Rendering Mako Templates (vanilla Django)

The following shows how to use DMP to render Mako templates only – without any of DMP’s other features. It uses DMP as a normal template engine within a vanilla Django project.

Install Django, Mako, and DMP

DMP works with Django 1.9+, including the 2.0 releases.

The following will install all three dependencies:

pip3 install --upgrade django-mako-plus
pip install --upgrade django-mako-plus

Create a Vanilla Django Project

  1. Create a vanilla Django project. You may want to follow the standard Django Tutorial to create a mysite project. Follow the tutorial through the section creating templates.
  2. Create a basic view function in polls/views.py:
from django.shortcuts import render
from datetime import datetime

def index(request):
    context = {
        'now': datetime.now(),
    }
    return render(request, 'polls/index.html', context)
  1. Create a template in polls/templates/polls/index.html:
<html>
<body>
    The current time is {{ now|date:'c' }}
</body>
</html>
  1. Add a path in mysite/urls.py:
from django.urls import url
from polls import views

urlpatterns = [
    url('', views.index, name='index'),
]
  1. Add to INSTALLED_APPS:

In settings.py, be sure you’ve added polls to your installed apps.

INSTALLED_APPS = [
    ...
    'polls',
]

Run the project and go to http://localhost:8000/. Note that everything above is a normal Django project – DMP isn’t in play yet.

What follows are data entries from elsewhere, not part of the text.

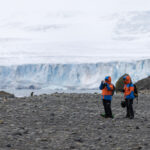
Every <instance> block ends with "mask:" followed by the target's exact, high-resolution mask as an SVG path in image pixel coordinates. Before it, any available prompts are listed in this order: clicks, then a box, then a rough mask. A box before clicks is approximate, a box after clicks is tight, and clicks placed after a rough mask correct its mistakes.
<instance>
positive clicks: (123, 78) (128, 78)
mask: <svg viewBox="0 0 150 150" xmlns="http://www.w3.org/2000/svg"><path fill="white" fill-rule="evenodd" d="M123 80H124V89H123V92H124V98H125V101H126V107H127V114H126V118H130V119H133V118H134V111H133V106H132V105H133V99H134V98H135V96H134V85H133V84H132V82H131V78H130V76H129V75H127V76H125V77H123Z"/></svg>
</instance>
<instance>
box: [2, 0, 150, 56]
mask: <svg viewBox="0 0 150 150" xmlns="http://www.w3.org/2000/svg"><path fill="white" fill-rule="evenodd" d="M149 18H150V1H149V0H0V55H1V57H3V56H7V55H9V56H11V55H13V54H14V55H16V53H17V54H18V53H19V55H21V56H22V57H24V56H26V55H31V54H32V55H35V54H36V55H37V56H38V55H41V54H46V55H48V56H58V55H59V56H61V55H64V56H68V55H69V56H70V55H75V56H80V55H81V56H103V55H109V56H111V55H112V56H118V57H120V55H122V54H124V55H125V56H126V55H130V53H131V55H134V53H136V54H137V56H143V57H144V56H148V57H149V56H150V51H149V49H150V44H149V43H150V21H149ZM112 53H113V54H112Z"/></svg>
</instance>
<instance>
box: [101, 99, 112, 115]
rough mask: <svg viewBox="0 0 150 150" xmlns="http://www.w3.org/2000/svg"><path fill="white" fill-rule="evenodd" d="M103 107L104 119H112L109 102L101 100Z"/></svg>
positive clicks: (110, 108) (107, 101)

Enable the DMP Template Engine

  1. Add DMP to your installed apps in settings.py.
INSTALLED_APPS = [
    ...
    'django_mako_plus',
    'polls',
]
  1. Add the DMP template engine in settings.py. You’ve already got a TEMPLATES list in settings, so replace or modify it with the following:
TEMPLATES = [
    {
        'BACKEND': 'django.template.backends.django.DjangoTemplates',
        'DIRS': [],
        'APP_DIRS': True,
        'OPTIONS': {
            'context_processors': [
                'django.template.context_processors.debug',
                'django.template.context_processors.request',
                'django.contrib.auth.context_processors.auth',
                'django.contrib.messages.context_processors.messages',
            ],
        },
    },
    {
        'NAME': 'django_mako_plus',
        'BACKEND': 'django_mako_plus.MakoTemplates',
    },
]

Note that we won’t be using DMP to render templates. But as a Django template engine, DMP initializes by being listed in TEMPLATES. We’ve listed DMP after the Django template renderer so Django can match and render templates first.

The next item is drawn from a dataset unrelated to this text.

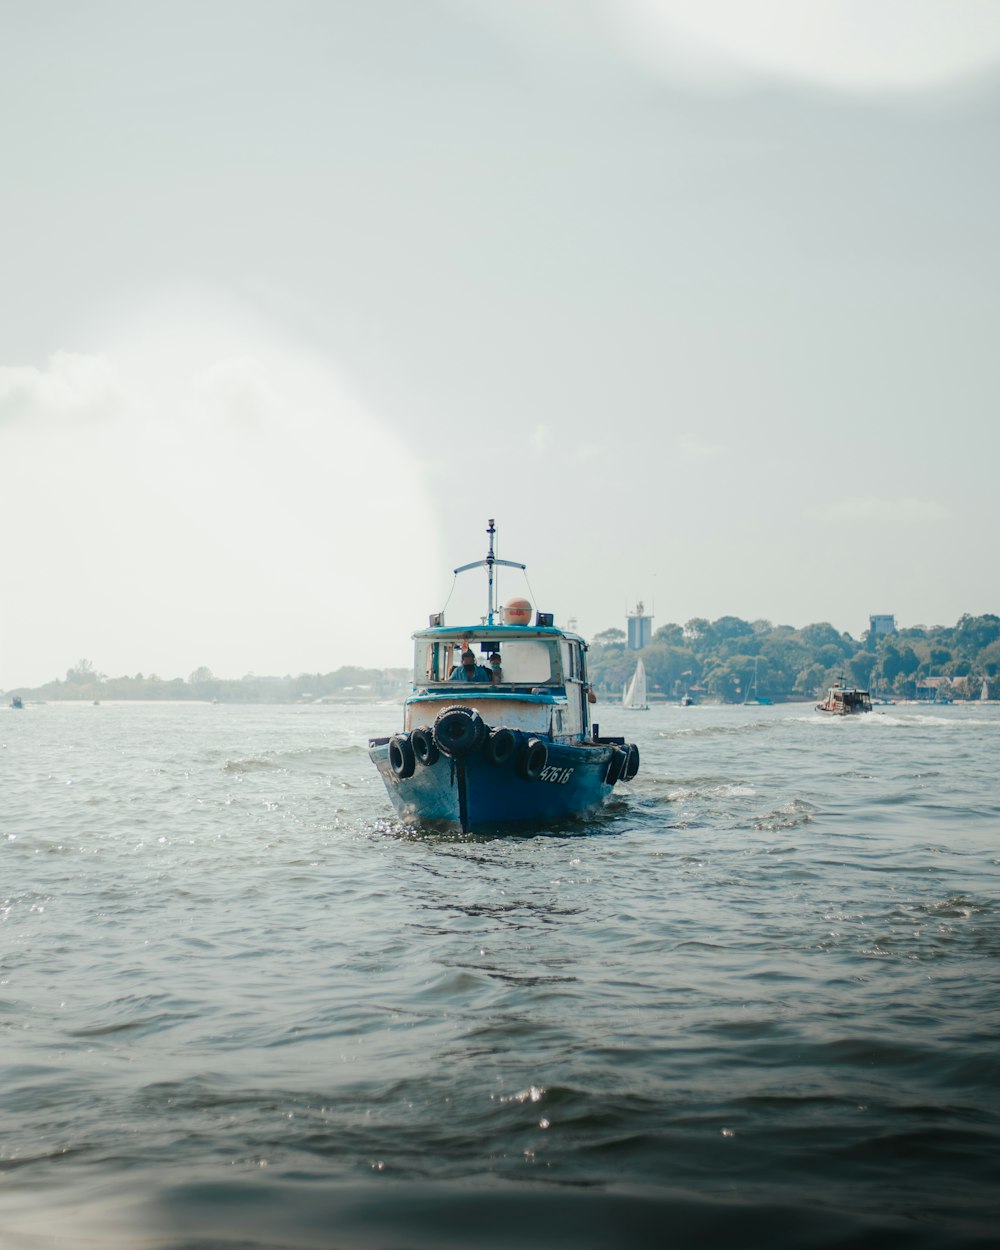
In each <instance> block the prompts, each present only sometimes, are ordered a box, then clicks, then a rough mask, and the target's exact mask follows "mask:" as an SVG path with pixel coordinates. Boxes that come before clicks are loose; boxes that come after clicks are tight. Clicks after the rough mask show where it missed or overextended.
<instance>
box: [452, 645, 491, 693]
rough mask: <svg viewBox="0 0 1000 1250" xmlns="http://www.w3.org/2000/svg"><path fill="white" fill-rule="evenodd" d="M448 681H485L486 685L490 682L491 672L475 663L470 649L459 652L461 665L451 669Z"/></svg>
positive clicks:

  1. Enable a logger in settings.py to see DMP routing information and other messages:
LOGGING = {
    'version': 1,
    'disable_existing_loggers': True,
    'loggers': {
        'django_mako_plus': {
            'handlers': ['console_handler'],
            'level': DEBUG and 'DEBUG' or 'WARNING',
            'propagate': False,
        },
        'django': {
            'handlers': ['console_handler'],
            'level': 'INFO',
            'propagate': False,
        },
    },
    'handlers': {
        'console_handler': {
            'level': 'DEBUG',
            'class': 'logging.StreamHandler',
        },
    },
}

Create a View with Mako Syntax

Let’s create a new endpoint that uses the Mako engine. We’ll leave the index endpoint as a Django template.

  1. Add another endpoint to polls/views.py:
from django.shortcuts import render
from datetime import datetime

def index(request):
    context = {
        'now': datetime.now(),
    }
    return render(request, 'polls/index.html', context)


def another(request):
    context = {
        'now': datetime.now(),
    }
    return render(request, 'polls/another.html', context)
  1. Create a Mako-syntax template in polls/templates/another.html:
<html>
<body>
    The current time is ${ now.strftime('%c') }
</body>
</html>

Note that your two templates are in different folders: another.html is in the main templates directory, while index.html is in the polls subdirectory. This difference is a result of the differing algorithms that Django and DMP use to find templates. When we render polls/another.html, we’re explicitly telling DMP to 1) go to the polls app and 2) load the another.html template.

mysite/
    polls/
        ...
        views.py
        templates/
            another.html
            polls/
                index.html

Double-check your project to ensure the template files exist in the locations shows above.

  1. Add a path in mysite/mysite/urls.py, and register polls as a DMP app:
from django.apps import apps
from django.urls import path
from polls import views

# note this is Django 2.x syntax
urlpatterns = [
    path('', views.index, name='index'),
    path('another', views.another, name='another'),
]

# manually register the polls app with DMP
apps.get_app_config('django_mako_plus').register_app('polls')

Since DMP routes by convention, it could potentially “take over” template rendering–pushing out the normal Django router. In a vanilla Django project, this is probably not what you want to happen. Therefore, apps must be explicitly registered (as above) so DMP knows its app limits.

Run the project and go to http://localhost:8000/polls/another.

Congratulations. You’ve got a standard Django project that can render Mako syntax.